Iran Materials 26 June 2009 14:16 (UTC +04:00)

Foreign ministers from Group of Eight countries meeting in Italy were working to smooth over differences and hammer out a joint document Friday addressing Iran's violent crackdown on protesters, AP reported.

French Foreign Minister Bernard Kouchner said the group was working on a document.

"It is clear that positions aren't the same," he was quoted as saying by the ANSA news agency.

Italy had sought to send a tough message to Tehran after days of violent clashes with demonstrators who say that Iran's June 12 vote was marred by massive fraud. Italian officials at the meeting, however, also stressed the need not to interfere and not to further isolate Iran.

Russia has said it backs the results that returned President Mahmoud Ahmadinejad to power.

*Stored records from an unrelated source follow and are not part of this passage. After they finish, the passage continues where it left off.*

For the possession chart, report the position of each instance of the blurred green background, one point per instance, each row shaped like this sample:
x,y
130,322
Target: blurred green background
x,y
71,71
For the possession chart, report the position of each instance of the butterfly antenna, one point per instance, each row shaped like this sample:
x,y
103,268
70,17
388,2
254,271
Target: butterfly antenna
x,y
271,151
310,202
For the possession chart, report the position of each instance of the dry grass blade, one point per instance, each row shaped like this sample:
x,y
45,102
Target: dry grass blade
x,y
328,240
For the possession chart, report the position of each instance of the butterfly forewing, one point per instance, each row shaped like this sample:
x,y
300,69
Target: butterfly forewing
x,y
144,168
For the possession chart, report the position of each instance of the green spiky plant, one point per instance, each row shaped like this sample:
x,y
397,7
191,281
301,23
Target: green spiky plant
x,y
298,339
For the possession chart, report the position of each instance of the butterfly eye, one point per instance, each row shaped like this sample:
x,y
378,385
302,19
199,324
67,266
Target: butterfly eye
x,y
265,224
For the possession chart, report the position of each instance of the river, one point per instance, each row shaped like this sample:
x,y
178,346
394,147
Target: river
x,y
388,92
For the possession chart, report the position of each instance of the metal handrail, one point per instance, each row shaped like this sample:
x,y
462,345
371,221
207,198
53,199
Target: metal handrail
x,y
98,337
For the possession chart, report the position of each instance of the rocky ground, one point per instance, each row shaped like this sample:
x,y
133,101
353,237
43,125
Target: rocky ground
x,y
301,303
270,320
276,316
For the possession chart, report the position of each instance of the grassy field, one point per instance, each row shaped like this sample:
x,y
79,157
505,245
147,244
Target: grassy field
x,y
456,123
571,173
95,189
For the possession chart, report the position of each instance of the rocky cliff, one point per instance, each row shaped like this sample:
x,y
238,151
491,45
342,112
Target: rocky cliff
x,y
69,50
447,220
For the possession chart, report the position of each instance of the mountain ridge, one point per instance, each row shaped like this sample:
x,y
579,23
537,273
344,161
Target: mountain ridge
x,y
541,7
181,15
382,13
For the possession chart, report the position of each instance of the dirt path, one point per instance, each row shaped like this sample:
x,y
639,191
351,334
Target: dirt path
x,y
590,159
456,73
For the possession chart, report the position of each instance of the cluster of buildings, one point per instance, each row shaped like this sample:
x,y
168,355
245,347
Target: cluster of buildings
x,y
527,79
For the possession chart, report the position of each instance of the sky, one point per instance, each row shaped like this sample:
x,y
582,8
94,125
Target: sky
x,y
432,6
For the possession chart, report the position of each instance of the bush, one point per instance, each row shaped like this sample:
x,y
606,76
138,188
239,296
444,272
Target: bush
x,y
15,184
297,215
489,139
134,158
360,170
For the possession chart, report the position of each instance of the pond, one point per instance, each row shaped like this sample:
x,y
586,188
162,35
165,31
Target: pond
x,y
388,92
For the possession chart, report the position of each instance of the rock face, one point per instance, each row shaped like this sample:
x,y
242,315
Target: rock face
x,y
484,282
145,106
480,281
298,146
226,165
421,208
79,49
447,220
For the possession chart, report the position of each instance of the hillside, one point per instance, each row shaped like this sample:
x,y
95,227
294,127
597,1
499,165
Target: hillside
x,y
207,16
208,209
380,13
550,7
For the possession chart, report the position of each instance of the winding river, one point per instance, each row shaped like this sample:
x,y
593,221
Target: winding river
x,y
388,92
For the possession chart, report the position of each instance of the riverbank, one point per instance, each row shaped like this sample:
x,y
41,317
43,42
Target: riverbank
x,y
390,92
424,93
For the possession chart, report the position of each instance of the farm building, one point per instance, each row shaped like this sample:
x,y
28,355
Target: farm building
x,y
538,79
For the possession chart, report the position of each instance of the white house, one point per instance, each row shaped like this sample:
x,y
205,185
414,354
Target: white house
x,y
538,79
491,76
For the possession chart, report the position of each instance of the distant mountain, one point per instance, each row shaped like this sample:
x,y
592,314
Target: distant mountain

Russian Foreign Minister Sergey Lavrov said in Trieste that "nobody wants to condemn" Tehran and that isolating Iran would be the wrong approach, according to ANSA. Moscow hosted Ahmadinejad at a regional summit a few days after the election.

Italian Foreign Minister Franco Frattini, who plays host in Trieste, insisted that any statement coming out of the meeting would be a "good document," as he sought to play down any disagreements between participating countries.

Frattini met with Lavrov Thursday afternoon and then opened the meeting with a working dinner. The delegates reconvened Friday morning in a 19th-century Palazzo.

"There is no fracture. All thorny issues are the object of negotiations," said Maurizio Massari, the Italian Foreign Ministry spokesman. "There is a shared concern over events in Tehran and the invitation to a peaceful solution of the political crisis."

He said Italy did not want to get into the details of whether a re-count or re-election would be necessary.

President Barack Obama condemned the violence against protesters this week and lent his strongest support yet to their accusations the hardline victory was a fraud. But the United States does not want to become a scapegoat for Iran's cleric-led government.

With U.S. Secretary of State Hillary Clinton grounded in Washington with a broken elbow, William Burns, the undersecretary of state for political affairs, is heading the American delegation.

Also on the agenda Friday are talks on regional security in Afghanistan and Pakistan, with delegates looking at border management and illicit trafficking.

Italy originally invited Iran to attend the three-day gathering as a special guest, arguing that it could play an important role in talks on Afghan stabilization. But Rome retracted the invitation after Iran failed to respond, and amid concerns over the violence in the streets of Tehran.

Attending the talks on Afghan stabilization is U.S. envoy Richard Holbrooke, as well as important regional players such as the foreign ministers of Afghanistan and Pakistan.

Also meeting Friday on the sidelines of the summit is the Mideast Quartet - the United States, Russia, the European Union and the United Nations - to try to help move the Israeli-Palestinian peace process forward. U.S. Mideast envoy, former Sen. George Mitchell and U.N. Secretary-General Ban Ki-moon are among the participants.

A range of Arab League nations will join in a follow-on session Friday afternoon. Israel was not invited; the Foreign Ministry said that decision was taken by the Quartet, not Italy.